安倍暗殺事件をめぐり、保阪正康氏が毎日新聞に寄稿した文章を、池内恵氏が一刀両断している。

「全く今回の事件と最初から最後まで無関係な昭和史の小話を垂れ流す。お金払って読むようなものじゃない。」

「今回もいつもの陰謀論に持っていこうとすると殺害された安倍さんが「良い方」の側に入ってしまいそうになるので必死に別の筋を模索して、思いつかなかったのでしょう。筋がない。」



保阪正康氏は、朝日や毎日が「アベガー」したい時に、よく出てくる人物である。

毎日新聞は、毎日出版文化賞などの自社の文化賞を、味方にしたい文化人に与える。この賞をありがたがって毎日に恩義を感じてくれそうな人たちに与えるのだ。高村薫、保阪正康、佐藤優などがそうして「取り込まれ」たし、最近、東浩紀に同賞を与えたのも、毎日新聞が東を取り込みたいからだな、と感じた。

まあ、マスコミ業界に長くいると、そういうひねくれた見方が身についてしまう。

保阪氏は、もとは保守系のノンフィクションライターだが、一連の昭和史ものの「昭和天皇は平和主義者だった」論で、平成の時代にくすぶっていた昭和天皇の戦争責任論を「悪魔祓い」する役割を果たした。菊池寛賞はその功績に対するものだと感じた。

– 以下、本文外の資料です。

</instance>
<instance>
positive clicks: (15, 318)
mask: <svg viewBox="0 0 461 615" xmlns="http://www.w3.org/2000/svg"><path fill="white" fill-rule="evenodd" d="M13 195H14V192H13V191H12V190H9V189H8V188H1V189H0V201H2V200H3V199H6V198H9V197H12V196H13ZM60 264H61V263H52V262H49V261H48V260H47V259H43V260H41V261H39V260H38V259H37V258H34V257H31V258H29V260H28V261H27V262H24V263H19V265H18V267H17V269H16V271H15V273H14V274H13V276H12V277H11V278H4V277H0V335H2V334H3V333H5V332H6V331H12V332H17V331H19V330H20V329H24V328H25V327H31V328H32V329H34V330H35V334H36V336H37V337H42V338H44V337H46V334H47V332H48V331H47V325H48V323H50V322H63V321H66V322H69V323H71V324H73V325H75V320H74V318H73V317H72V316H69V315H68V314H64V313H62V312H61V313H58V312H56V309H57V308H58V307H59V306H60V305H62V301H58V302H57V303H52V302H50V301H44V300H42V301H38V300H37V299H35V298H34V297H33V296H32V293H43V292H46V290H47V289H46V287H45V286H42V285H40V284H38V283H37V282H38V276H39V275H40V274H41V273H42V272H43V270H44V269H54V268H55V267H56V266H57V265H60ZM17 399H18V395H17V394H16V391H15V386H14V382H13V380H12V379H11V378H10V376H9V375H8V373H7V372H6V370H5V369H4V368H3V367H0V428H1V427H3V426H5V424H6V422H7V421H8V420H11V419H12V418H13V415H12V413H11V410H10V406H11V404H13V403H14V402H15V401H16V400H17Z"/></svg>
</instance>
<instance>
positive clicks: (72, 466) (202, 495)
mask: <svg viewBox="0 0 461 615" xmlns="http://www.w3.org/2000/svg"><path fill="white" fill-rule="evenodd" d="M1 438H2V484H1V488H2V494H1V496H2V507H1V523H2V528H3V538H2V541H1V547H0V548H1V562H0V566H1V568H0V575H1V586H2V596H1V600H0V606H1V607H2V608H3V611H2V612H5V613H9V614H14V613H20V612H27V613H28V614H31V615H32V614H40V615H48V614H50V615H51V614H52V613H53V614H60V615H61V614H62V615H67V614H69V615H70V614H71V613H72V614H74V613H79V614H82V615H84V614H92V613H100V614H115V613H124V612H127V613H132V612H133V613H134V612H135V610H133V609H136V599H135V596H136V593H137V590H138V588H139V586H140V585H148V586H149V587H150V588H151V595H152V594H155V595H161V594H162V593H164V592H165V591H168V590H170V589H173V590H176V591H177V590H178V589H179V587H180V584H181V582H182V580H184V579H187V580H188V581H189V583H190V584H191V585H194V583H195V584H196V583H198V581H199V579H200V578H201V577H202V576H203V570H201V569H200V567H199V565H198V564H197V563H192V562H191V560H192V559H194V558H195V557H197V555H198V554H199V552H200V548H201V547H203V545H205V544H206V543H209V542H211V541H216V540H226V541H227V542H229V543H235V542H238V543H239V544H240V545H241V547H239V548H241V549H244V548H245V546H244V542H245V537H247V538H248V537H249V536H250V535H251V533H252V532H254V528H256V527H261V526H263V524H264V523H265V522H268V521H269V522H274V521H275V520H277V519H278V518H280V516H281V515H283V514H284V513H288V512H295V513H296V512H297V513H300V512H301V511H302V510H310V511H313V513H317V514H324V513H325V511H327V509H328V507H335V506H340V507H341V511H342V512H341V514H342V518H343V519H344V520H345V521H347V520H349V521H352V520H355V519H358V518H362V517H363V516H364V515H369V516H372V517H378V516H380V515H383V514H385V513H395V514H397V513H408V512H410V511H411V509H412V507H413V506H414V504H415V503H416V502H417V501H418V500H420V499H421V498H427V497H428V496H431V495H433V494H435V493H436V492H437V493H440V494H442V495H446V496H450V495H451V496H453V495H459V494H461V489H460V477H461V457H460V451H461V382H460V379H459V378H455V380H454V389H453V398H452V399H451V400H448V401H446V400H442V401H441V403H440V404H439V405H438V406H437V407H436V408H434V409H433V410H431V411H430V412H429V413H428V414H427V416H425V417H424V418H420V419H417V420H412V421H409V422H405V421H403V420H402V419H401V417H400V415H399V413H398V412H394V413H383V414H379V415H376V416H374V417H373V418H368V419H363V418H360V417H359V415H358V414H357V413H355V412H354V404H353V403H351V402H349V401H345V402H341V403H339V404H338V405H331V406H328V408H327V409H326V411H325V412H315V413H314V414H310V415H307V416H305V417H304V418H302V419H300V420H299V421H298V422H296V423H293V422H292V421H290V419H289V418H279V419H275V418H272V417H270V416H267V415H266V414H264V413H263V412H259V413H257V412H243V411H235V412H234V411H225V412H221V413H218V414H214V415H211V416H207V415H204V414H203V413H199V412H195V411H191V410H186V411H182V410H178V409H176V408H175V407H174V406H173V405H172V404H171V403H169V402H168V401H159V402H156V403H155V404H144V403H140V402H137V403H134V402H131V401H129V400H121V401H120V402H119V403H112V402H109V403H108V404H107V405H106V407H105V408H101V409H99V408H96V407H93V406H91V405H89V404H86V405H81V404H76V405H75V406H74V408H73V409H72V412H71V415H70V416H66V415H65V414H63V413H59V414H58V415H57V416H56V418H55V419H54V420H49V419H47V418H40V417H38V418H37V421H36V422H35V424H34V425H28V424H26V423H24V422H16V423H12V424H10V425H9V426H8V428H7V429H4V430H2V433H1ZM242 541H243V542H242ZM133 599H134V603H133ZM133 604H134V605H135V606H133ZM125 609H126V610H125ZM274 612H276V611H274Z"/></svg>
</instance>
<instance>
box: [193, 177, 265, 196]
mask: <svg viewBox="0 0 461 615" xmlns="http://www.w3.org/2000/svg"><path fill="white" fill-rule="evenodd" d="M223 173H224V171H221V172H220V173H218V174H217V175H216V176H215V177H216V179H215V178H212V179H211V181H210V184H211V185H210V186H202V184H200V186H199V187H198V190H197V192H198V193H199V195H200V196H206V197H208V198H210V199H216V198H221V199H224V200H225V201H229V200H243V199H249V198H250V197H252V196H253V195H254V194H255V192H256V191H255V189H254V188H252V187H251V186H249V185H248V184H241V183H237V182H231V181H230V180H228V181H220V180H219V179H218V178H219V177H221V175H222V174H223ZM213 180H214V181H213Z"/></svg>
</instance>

それで、どうも平成の天皇(現上皇陛下)に気に入られ、皇室に出入りするようになって箔がついた。

くわえて護憲派で安倍嫌いであったことで、右にも左にも重用されるポジションを得た。

彼の安倍嫌いの理由は、正直わからない。

「安倍は若いくせに、戦争も知らないくせに、偉そうに国家を語る。生意気だ」という年寄り(マスコミ幹部に多い)の代弁者のように感じる。

最初は文春などの保守系メディアで活躍したが、しだいに朝日、毎日を舞台にするようになる。

歴史認識ではアカデミズムに相手にされない。あくまで在野の歴史家、歴史ライターにとどまる。それほどファンが多い感じもしないのだが、そのわりには「大物」あつかいされる。

あるサヨクの編集者が、「保阪は隠れ蓑にちょうどいい」と言っているのを聞いたことがある。

安倍を批判したいとき、しかし左翼色を出したくないときに、保守派とされる保阪氏が使われる。

一時期、「(平成の)天皇が安倍を嫌っている」という話が流れたが、その出所は保阪氏周辺ではないか、と思ったものだ。

初期に彼と仕事をした人に話を聞いたことがあるが、あまりいい話は聞かなかった。

しかし、ライターとしての保阪氏、特に初期の反マルクス主義的な(その意味でマスコミ内反体制だった)保阪氏の仕事は、私は嫌いではなかった。

それだけに、皇室とサヨクに「取り込まれた」あとの保阪氏は、朝日・毎日に都合のいいだけの存在に成り下がった感じだ。

この毎日記事でも、その期待に必死に応えようとしている姿だけを感じる。私は残念なのだが、保阪氏は満足しているのだろうか。